Hem de çok. Özellikle o iki katilin otelde öldürülenlerle anılması anlaşılır bir şey değil. Otel yandıktan sonra bile hala saldırmaya devam eden ve askerin açtığı ateşle ölen iki kişinin yitirdiğimiz değerlerle anılması bizi çok incitiyor. Ben o iki katili asla hiçbir zaman kardeşlerimle anmayacağım.
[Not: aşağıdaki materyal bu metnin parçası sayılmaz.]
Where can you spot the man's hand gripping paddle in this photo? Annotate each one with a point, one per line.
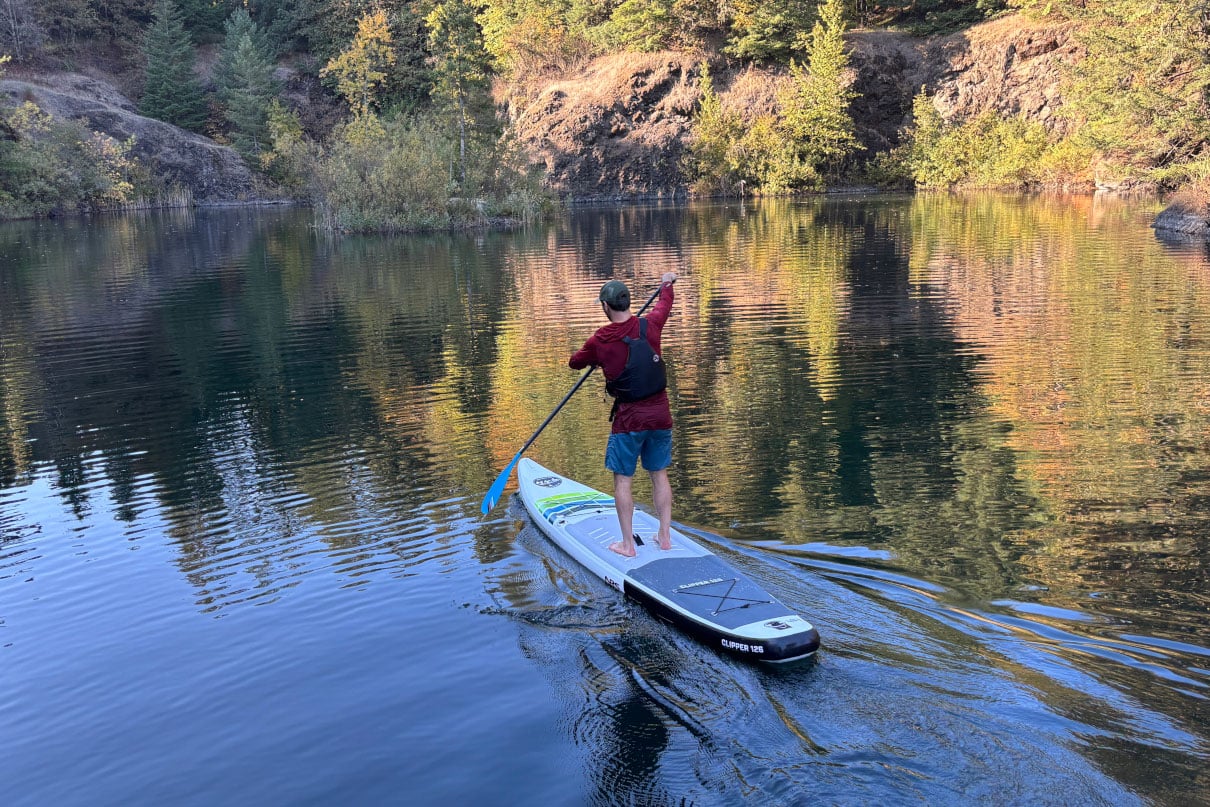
(497, 486)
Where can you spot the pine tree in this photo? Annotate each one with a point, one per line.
(246, 86)
(768, 29)
(816, 109)
(171, 90)
(460, 67)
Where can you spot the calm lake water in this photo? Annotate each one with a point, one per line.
(242, 560)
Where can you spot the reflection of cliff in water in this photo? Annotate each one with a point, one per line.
(213, 364)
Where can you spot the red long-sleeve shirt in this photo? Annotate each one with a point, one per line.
(606, 350)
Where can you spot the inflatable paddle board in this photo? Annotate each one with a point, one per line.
(686, 586)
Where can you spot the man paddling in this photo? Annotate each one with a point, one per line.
(627, 350)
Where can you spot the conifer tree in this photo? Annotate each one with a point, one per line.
(816, 108)
(768, 29)
(171, 90)
(460, 68)
(246, 86)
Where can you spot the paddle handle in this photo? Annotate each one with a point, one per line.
(581, 381)
(497, 486)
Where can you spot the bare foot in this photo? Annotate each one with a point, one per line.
(622, 549)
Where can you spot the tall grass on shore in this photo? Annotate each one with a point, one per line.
(404, 174)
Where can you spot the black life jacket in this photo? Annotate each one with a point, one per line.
(644, 374)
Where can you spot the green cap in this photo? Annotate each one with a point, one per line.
(616, 295)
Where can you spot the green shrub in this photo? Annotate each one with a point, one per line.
(401, 176)
(985, 151)
(52, 165)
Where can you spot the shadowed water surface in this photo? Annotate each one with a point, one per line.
(241, 558)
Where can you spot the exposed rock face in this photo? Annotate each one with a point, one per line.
(617, 127)
(1012, 65)
(212, 172)
(1183, 219)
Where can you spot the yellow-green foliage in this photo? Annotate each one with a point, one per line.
(987, 151)
(398, 176)
(361, 69)
(49, 165)
(710, 160)
(791, 150)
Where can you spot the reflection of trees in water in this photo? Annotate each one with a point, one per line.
(225, 361)
(963, 380)
(1094, 344)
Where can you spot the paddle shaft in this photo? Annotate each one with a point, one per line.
(581, 381)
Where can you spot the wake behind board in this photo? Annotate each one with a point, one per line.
(687, 586)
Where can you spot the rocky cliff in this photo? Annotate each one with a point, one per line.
(616, 127)
(212, 172)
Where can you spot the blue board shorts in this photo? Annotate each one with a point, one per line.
(623, 450)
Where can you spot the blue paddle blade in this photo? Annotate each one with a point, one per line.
(497, 486)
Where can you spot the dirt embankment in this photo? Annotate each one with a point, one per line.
(211, 172)
(617, 126)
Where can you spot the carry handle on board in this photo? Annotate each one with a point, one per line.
(497, 486)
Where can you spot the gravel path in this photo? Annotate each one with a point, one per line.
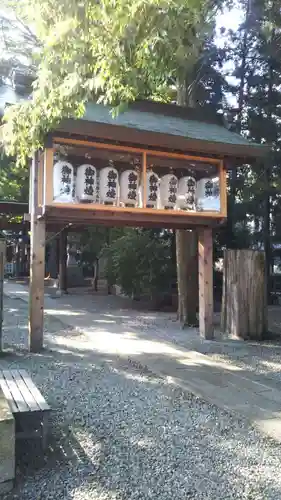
(120, 433)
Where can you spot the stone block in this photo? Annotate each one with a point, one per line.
(7, 446)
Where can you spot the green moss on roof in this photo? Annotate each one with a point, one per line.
(164, 124)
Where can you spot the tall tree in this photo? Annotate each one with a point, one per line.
(114, 52)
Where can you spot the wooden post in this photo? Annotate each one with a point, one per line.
(244, 305)
(62, 261)
(206, 301)
(37, 267)
(2, 269)
(144, 169)
(48, 171)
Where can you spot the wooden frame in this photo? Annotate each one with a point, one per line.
(149, 212)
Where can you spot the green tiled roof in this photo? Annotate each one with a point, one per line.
(164, 124)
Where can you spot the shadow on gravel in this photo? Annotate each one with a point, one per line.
(118, 432)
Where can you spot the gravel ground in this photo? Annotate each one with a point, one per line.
(120, 433)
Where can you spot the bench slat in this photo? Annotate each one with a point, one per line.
(16, 394)
(7, 394)
(26, 394)
(34, 391)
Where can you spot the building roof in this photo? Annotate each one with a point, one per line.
(157, 125)
(166, 124)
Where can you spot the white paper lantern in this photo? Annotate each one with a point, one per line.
(129, 183)
(152, 190)
(208, 194)
(168, 191)
(86, 183)
(109, 186)
(186, 193)
(63, 182)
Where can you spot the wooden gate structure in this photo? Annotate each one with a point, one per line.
(154, 165)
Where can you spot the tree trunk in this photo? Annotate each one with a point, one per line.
(244, 306)
(186, 246)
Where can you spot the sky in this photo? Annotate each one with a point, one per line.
(229, 19)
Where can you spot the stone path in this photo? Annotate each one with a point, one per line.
(156, 342)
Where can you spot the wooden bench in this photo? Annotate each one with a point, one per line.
(30, 410)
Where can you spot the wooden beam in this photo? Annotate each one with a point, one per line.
(37, 267)
(206, 301)
(114, 147)
(62, 260)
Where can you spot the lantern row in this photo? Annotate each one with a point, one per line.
(108, 187)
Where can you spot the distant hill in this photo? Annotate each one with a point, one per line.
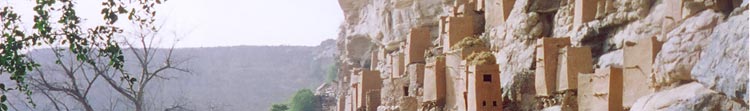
(222, 78)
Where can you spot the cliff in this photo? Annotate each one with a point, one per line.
(701, 49)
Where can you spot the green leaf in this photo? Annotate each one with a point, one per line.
(3, 107)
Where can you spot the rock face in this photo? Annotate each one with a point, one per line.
(707, 46)
(724, 62)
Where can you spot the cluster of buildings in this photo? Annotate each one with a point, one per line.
(454, 69)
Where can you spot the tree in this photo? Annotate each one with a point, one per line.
(70, 77)
(279, 107)
(79, 41)
(132, 86)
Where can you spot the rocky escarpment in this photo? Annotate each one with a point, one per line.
(705, 52)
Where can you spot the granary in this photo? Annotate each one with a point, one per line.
(353, 99)
(373, 100)
(457, 29)
(416, 44)
(368, 81)
(547, 50)
(416, 77)
(601, 91)
(397, 64)
(584, 11)
(496, 11)
(434, 81)
(572, 61)
(374, 61)
(483, 92)
(638, 57)
(461, 24)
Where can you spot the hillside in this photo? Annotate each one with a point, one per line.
(220, 78)
(569, 55)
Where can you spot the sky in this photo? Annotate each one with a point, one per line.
(211, 23)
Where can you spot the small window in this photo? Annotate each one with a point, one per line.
(406, 90)
(487, 78)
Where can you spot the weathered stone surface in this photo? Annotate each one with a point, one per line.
(723, 65)
(547, 55)
(682, 48)
(601, 91)
(484, 88)
(688, 97)
(573, 61)
(638, 59)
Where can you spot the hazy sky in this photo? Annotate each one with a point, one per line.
(207, 23)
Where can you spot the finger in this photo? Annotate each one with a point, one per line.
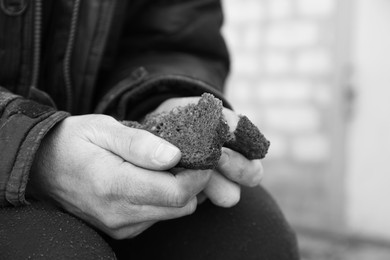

- Diğer iki otel görevlisi için?
Ben orada ölen iki otel görevlisi çocuğu bizimle aynı kaderi paylaşmış, yazık olmuş iki genç insan olarak görüyorum. Ama onları da kardeşlerimle beraber anmayacağım. Biz orada taşlanırken o iki görevli patronlarına iletmek üzere neye zarar verdiğimizin notunu tutuyordu. İkisine de kaç kez söyledim çıkın, size bir şey yapmazlar diye. Ama onlar inatla patronlarının malını korumaya devam ettiler. Bize ne olduğu ise umurlarında bile değildi.